Araba, bir çift kürek değiştirici alır ve her bir çekiş, hızlı bir dişli değişimi ile sonuçlanır. Hiç şüphe yok ki, bu 3 düz bir çizgide canavarca ve o sıradayken kendini hissettiriyor. Egzoz notası, WRX’in düz dörtlü ve Golf R’nin dörtlü dörtlüsünün sıra dışı uğultusu arasında şık bir geçiş. Bunun Mazdaspeed modeli olmamasıyla ne alakası var? Tabii bana öyle geliyor.

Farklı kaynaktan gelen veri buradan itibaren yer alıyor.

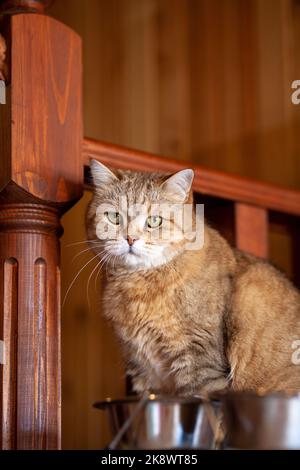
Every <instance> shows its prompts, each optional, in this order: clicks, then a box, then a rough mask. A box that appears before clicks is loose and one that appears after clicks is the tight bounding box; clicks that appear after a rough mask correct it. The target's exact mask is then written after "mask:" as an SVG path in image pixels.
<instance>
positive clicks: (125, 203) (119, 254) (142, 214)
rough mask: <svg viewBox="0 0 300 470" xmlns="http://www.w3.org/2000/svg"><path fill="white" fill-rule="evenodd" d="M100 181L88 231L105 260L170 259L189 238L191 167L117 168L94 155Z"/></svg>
mask: <svg viewBox="0 0 300 470" xmlns="http://www.w3.org/2000/svg"><path fill="white" fill-rule="evenodd" d="M91 174H92V177H93V182H94V186H95V190H94V197H93V200H92V202H91V204H90V207H89V210H88V213H87V233H88V238H89V240H91V245H92V248H93V250H94V251H95V252H96V253H98V255H99V257H100V258H102V259H103V262H104V263H105V261H107V262H108V263H109V264H110V265H112V266H115V267H117V266H123V267H124V268H126V269H128V270H135V269H148V268H151V267H155V266H159V265H162V264H165V263H167V262H168V261H170V260H171V259H172V258H173V257H174V256H176V255H177V254H178V253H180V252H182V251H183V250H184V247H185V243H186V225H185V226H183V224H182V221H183V210H184V208H186V207H187V203H188V202H189V203H191V202H192V201H191V195H190V189H191V185H192V180H193V171H192V170H182V171H180V172H178V173H176V174H175V175H172V176H170V177H166V176H163V175H159V174H146V173H135V172H130V171H117V172H115V173H113V172H112V171H110V170H109V169H108V168H107V167H106V166H104V165H102V164H101V163H99V162H98V161H96V160H91Z"/></svg>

Bununla birlikte, reklamı yapılandan biraz daha manik bir şey gibi görünmesini sağlamak için bunu gerçekleştirmeniz gerekir. Aksi takdirde, geri dönüp durduğum kelime “incelikli” idi, çünkü tüm bu tam gaz vızıltıların ötesinde, Mazda’nın 3 modeline yönelik niyetleri parlamaya başlıyor. Sürüş, gücünden ve kompakt kazılarının önerdiğinden çok daha öngörülebilir ve yalıtkanken, yol tutuşu keskin ve hassas olmayı, her zaman çok keskin kenarlı hissetmeden başarıyor.
Bunların çoğu Mazda’nın akıllı G-Vectoring sistemine bağlı. Esasen, G-Vectoring’in yaptığı şey, sistem bir miktar direksiyon girdisi algılar algılamaz, ağırlığı ileriye doğru hareket ettiren ve ön tekerleklere daha fazla kavrama sağlayan biraz güç alınır. Böylece, dönüş hızlıdır ancak aynı zamanda, gövde yuvarlanması kontrol edilir ve sizi yolda daha iyi motive etmek için daha iyi kullanmak için enerji verilir.
Yine de direksiyon – ve bunu ilk deneyimlediğim zamanki gibi yazdığıma şaşırdım – biraz daha fazla his kullanabilirdi. Kendimi belirli dönüşler için ne kadar kilit girileceğini tahmin ederken ve orta dönüşü istediğimden daha fazla ayarlamak zorunda kaldığımı fark ettim. Gerçekten de, Mazda’nın biraz merkez dışı ölü bölge bulunmasını sağlaması gerekir, çünkü elde etmeye çalıştıkları herhangi bir “incelik”, direksiyon çok gergin olsaydı, biraz darbe alırdı. Bu iyi, ama bence biraz fazla ileri gittiler.
Yine de burada şikayet edecek çok az şey var. Elbette, üçüncü pedal seçeneğinin olmaması biraz sıkıntı yaratıyor, özellikle de Mazda’nın bu konudaki mantığının temelde 3 Turbo için manuel şanzımanın biraz fazla sert – biraz fazla Mazdaspeed benzeri – olacağı düşünüldüğünde. Manüel bir seçeneği sevecek çok sayıda potansiyel alıcı olduğuna eminim, ancak Mazda’ya göre, bir iş vakasının yapılması için yeterli değil. Yani o gemi açıldı ve bu konuda çok fazla ağıt yakmanın bir anlamı yok.